Now when we look at a single digit, the floor requires exactly 3 placements of it.
As shown here, these 3 digits can only be placed in 6 different ways in the simplified floor.
This really simplifies the way we can look at candidates within a floor. With 1 digit placed within the floor, only 2 configurations remain. With 2 digits placed, the boxrow containing the last digit is known.
To determine the correct minirow for a digit, you can use more information than just the other 2 placements of that digit within the floor. When all 3 cells in a minirow are either filled with another digit or eliminated by another placement of the digit in the column (see: Cross-Hatching), the complete boxrow is unavailable. A single unavailable boxrow leaves only 4 choices for the floor. In combination with a placed digit, the complete floor configuration for that digit is known. 2 unavailable boxrows in the same row or box leaves only 2 configurations.
The image here shows these situations with unavailable boxrows (red), known placements (blue) and available boxrows (green).

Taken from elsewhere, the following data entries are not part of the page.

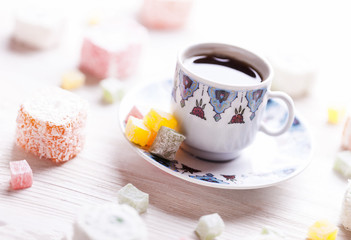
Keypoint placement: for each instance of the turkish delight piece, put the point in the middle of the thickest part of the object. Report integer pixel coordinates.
(156, 118)
(21, 174)
(109, 222)
(137, 132)
(322, 230)
(335, 114)
(51, 124)
(72, 80)
(346, 135)
(37, 27)
(209, 226)
(135, 113)
(345, 215)
(135, 198)
(166, 143)
(165, 14)
(113, 50)
(342, 163)
(113, 90)
(268, 233)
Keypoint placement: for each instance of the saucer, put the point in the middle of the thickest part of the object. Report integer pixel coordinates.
(266, 162)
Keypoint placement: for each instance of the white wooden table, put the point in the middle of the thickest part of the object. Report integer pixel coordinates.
(108, 162)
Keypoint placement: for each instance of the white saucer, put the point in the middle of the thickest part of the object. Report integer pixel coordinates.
(268, 161)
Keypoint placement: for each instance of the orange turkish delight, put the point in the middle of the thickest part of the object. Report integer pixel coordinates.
(51, 124)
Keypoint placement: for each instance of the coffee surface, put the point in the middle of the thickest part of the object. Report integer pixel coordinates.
(222, 69)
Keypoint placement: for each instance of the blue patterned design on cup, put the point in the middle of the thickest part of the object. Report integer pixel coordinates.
(220, 100)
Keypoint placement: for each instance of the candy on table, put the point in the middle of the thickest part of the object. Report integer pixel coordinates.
(113, 50)
(135, 198)
(322, 230)
(113, 90)
(155, 118)
(269, 233)
(21, 174)
(294, 73)
(51, 124)
(72, 80)
(137, 132)
(342, 163)
(165, 14)
(345, 215)
(109, 222)
(210, 226)
(335, 114)
(38, 27)
(346, 135)
(135, 113)
(166, 143)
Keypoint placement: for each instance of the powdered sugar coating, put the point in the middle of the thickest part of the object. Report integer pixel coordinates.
(51, 124)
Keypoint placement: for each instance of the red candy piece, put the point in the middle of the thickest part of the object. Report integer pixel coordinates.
(21, 174)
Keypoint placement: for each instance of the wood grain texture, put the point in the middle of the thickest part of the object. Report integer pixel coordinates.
(108, 162)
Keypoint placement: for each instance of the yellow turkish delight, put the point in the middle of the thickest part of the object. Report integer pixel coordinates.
(322, 230)
(157, 118)
(137, 132)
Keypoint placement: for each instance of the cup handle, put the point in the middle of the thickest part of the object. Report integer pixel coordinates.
(291, 115)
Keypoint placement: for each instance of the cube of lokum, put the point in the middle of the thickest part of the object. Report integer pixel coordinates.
(322, 230)
(51, 124)
(113, 90)
(342, 163)
(155, 118)
(345, 215)
(72, 79)
(135, 113)
(137, 132)
(165, 14)
(346, 135)
(210, 226)
(335, 114)
(135, 198)
(112, 50)
(38, 27)
(166, 143)
(21, 174)
(109, 222)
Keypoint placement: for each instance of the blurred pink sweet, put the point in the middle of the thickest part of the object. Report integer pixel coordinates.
(165, 14)
(113, 49)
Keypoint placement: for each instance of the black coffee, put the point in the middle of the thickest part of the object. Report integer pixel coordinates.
(222, 69)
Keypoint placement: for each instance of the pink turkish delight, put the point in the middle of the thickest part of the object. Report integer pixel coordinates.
(21, 174)
(113, 50)
(165, 14)
(135, 113)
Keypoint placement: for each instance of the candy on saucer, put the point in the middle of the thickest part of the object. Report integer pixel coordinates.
(51, 124)
(113, 49)
(210, 226)
(135, 198)
(294, 74)
(345, 215)
(37, 27)
(322, 230)
(165, 14)
(166, 143)
(21, 174)
(72, 79)
(109, 222)
(113, 90)
(346, 135)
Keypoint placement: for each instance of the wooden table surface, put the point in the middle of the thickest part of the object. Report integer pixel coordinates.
(315, 28)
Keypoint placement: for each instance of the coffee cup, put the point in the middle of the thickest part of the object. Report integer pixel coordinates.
(219, 96)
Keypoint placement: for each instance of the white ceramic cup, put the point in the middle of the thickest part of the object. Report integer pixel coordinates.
(220, 120)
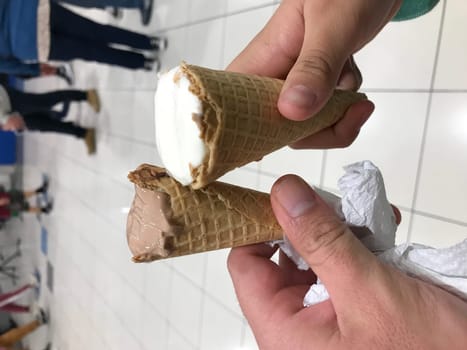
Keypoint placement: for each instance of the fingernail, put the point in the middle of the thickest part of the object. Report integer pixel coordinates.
(295, 196)
(300, 96)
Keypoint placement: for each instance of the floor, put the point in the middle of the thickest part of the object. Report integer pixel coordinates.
(415, 72)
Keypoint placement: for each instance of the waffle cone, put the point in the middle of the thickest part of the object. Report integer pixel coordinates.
(241, 122)
(214, 217)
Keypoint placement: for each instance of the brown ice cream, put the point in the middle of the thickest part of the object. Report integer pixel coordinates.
(149, 231)
(168, 219)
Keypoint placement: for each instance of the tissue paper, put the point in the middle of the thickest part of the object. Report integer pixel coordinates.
(365, 208)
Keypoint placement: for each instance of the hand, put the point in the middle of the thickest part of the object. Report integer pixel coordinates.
(47, 69)
(14, 123)
(372, 306)
(310, 43)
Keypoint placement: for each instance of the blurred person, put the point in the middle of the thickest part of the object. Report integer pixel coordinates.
(12, 99)
(8, 300)
(11, 337)
(13, 202)
(49, 121)
(21, 111)
(63, 71)
(144, 6)
(40, 30)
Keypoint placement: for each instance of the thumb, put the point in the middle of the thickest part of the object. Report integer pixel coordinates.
(323, 240)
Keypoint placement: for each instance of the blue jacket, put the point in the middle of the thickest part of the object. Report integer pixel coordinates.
(18, 36)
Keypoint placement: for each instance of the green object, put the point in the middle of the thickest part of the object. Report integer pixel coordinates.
(414, 8)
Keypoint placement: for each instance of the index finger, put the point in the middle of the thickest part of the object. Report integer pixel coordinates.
(275, 48)
(258, 281)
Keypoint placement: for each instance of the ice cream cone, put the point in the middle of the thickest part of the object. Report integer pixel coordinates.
(241, 123)
(217, 216)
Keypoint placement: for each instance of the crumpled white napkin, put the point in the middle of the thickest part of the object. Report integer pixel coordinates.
(365, 208)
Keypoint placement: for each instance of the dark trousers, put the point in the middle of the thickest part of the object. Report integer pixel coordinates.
(76, 37)
(104, 3)
(47, 121)
(24, 102)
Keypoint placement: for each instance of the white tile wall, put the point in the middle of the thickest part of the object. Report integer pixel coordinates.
(103, 301)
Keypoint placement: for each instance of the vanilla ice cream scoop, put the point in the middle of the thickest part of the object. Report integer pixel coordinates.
(209, 122)
(177, 133)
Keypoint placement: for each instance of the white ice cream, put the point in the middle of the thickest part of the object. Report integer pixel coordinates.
(177, 134)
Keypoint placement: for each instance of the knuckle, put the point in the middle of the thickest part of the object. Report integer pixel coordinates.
(315, 62)
(320, 238)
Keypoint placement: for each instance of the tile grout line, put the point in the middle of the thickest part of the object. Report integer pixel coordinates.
(426, 124)
(216, 17)
(324, 159)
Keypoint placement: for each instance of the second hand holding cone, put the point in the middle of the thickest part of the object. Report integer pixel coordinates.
(209, 122)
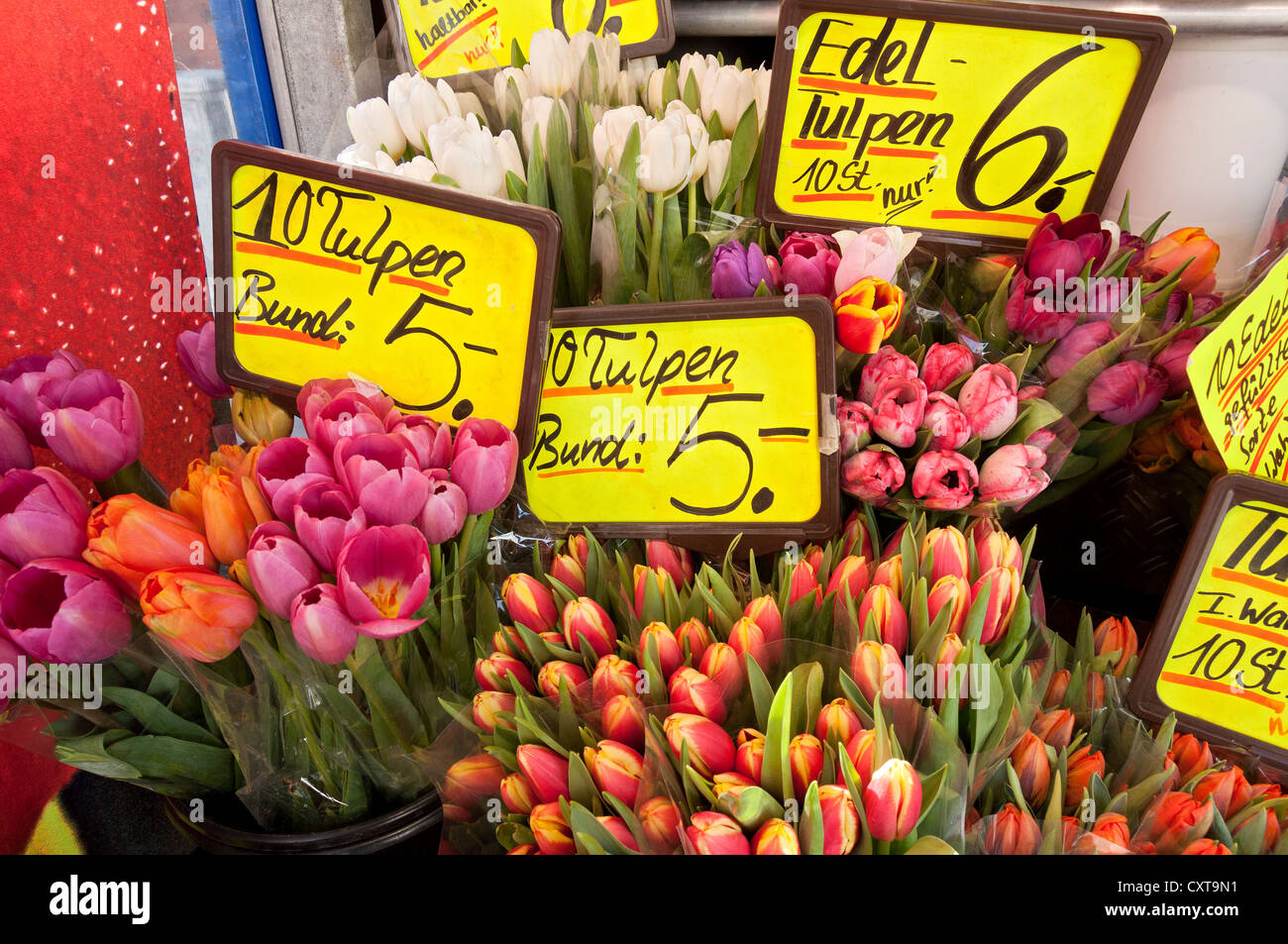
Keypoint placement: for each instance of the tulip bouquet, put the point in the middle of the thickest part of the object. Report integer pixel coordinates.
(648, 167)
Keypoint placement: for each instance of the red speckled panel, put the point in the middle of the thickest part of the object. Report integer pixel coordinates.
(97, 200)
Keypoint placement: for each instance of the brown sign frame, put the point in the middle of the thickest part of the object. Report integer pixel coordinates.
(1150, 34)
(541, 224)
(661, 42)
(1225, 492)
(709, 536)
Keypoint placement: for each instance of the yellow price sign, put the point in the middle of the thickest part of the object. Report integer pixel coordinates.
(1239, 374)
(445, 38)
(688, 419)
(1219, 653)
(951, 119)
(322, 270)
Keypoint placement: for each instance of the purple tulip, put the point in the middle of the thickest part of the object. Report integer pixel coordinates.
(63, 610)
(42, 515)
(326, 519)
(286, 468)
(484, 458)
(97, 425)
(21, 382)
(429, 442)
(14, 449)
(1127, 391)
(737, 270)
(1077, 344)
(322, 629)
(279, 567)
(443, 514)
(380, 474)
(382, 576)
(197, 356)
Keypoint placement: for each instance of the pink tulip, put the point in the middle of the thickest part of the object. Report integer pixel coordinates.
(944, 364)
(97, 425)
(809, 262)
(14, 449)
(63, 610)
(322, 627)
(887, 362)
(279, 569)
(1077, 344)
(22, 380)
(898, 410)
(990, 402)
(1013, 474)
(443, 514)
(872, 475)
(428, 441)
(286, 468)
(197, 357)
(944, 480)
(380, 474)
(382, 576)
(484, 459)
(1127, 391)
(42, 515)
(948, 425)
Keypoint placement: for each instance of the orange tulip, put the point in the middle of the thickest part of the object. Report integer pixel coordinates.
(130, 539)
(201, 614)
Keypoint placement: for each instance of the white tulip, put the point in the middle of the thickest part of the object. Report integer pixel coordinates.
(610, 133)
(536, 115)
(666, 156)
(552, 64)
(374, 123)
(726, 91)
(717, 165)
(419, 167)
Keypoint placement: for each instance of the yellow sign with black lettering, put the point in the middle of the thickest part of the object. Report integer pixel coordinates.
(1219, 653)
(952, 119)
(451, 37)
(1239, 374)
(437, 296)
(669, 419)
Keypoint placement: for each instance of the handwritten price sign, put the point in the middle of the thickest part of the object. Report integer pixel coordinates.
(1239, 374)
(951, 119)
(687, 419)
(451, 37)
(1218, 655)
(439, 297)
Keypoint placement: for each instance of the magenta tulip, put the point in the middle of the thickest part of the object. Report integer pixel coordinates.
(380, 474)
(286, 468)
(1013, 474)
(42, 515)
(322, 627)
(990, 400)
(279, 569)
(384, 576)
(63, 610)
(1127, 391)
(197, 357)
(97, 424)
(944, 480)
(326, 519)
(484, 459)
(872, 475)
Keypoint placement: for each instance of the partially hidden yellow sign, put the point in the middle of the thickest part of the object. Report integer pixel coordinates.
(1227, 662)
(673, 419)
(439, 297)
(449, 37)
(1239, 374)
(958, 120)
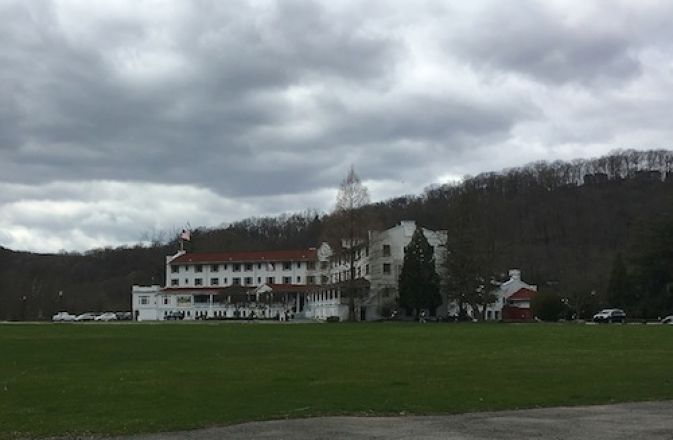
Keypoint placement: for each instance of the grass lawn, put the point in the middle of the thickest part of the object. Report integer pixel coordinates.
(126, 378)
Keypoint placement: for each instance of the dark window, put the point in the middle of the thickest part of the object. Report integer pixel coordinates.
(386, 250)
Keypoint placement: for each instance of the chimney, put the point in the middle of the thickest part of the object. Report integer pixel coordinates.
(515, 274)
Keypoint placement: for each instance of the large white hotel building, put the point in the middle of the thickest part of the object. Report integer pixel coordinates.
(306, 283)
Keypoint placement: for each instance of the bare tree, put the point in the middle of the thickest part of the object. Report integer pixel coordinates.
(353, 196)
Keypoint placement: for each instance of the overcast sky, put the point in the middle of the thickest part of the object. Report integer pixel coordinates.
(121, 118)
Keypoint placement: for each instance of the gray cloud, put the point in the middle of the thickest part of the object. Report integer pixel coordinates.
(248, 108)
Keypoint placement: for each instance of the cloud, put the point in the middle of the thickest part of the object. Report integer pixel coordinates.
(125, 116)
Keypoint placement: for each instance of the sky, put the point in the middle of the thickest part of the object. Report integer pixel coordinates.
(120, 120)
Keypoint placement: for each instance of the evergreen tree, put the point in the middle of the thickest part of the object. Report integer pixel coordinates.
(619, 287)
(419, 282)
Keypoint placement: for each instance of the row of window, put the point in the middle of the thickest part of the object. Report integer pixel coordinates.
(247, 267)
(247, 281)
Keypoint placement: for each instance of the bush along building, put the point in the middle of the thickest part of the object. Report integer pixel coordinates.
(312, 283)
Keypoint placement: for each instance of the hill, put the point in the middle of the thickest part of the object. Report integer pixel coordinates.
(562, 223)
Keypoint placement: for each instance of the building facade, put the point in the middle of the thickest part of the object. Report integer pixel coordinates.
(311, 283)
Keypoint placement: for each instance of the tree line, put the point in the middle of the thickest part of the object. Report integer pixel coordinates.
(564, 224)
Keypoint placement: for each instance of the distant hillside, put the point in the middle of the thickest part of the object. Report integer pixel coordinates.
(562, 224)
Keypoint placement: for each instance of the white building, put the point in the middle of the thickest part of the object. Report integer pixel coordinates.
(262, 284)
(277, 284)
(513, 293)
(378, 264)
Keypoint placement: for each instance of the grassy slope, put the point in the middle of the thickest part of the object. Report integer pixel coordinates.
(57, 379)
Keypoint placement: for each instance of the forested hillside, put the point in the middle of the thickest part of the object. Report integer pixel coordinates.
(563, 224)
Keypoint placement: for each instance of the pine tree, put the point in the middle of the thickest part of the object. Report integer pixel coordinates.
(619, 290)
(419, 282)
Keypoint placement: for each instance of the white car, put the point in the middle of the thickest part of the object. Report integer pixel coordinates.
(108, 316)
(63, 317)
(88, 316)
(610, 315)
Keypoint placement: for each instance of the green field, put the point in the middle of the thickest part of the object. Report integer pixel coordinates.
(127, 378)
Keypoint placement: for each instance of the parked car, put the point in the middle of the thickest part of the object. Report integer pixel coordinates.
(63, 317)
(175, 316)
(88, 316)
(107, 316)
(610, 315)
(124, 316)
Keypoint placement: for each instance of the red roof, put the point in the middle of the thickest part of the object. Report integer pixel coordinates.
(522, 294)
(256, 256)
(215, 290)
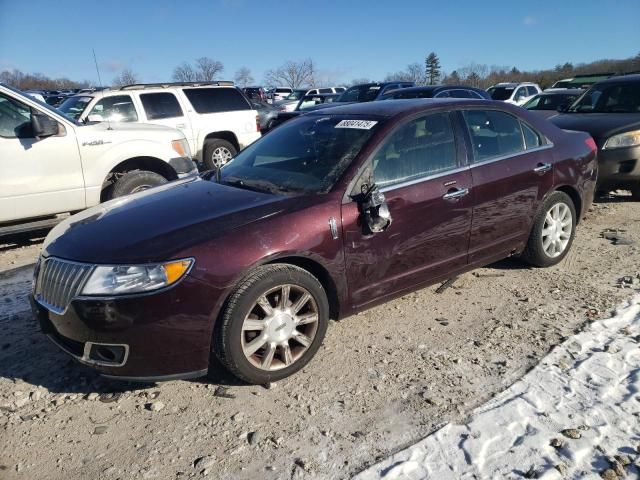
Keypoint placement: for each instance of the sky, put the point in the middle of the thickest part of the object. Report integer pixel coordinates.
(346, 39)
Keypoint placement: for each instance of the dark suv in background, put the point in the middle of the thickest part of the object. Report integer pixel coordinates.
(610, 112)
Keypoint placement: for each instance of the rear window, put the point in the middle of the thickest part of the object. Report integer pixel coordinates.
(160, 105)
(213, 100)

With the possible digit configuration in a floor known, we can focus our attention on those boxrows that are the only one available in their box. For these boxes, we will perform a similar scanning action on the intersecting tower. The very colorful picture on the right shows you the result. By analyzing the floor and the intersecting tower, the location of a digit has been determined.
Though this looks a little complicated with all the colors, it is something you can do from memory, because you do not have to remember so many pieces of information. There are, after all, only 6 permutations of the boxrows within a floor.
When you perform your scanning this way, you can skip the part of this Sudopedia that explains Locked Candidates. They are already taken into account when you consistently follow this scanning method.
Scanning has the same results as Cross-Hatching, but it is more methodical.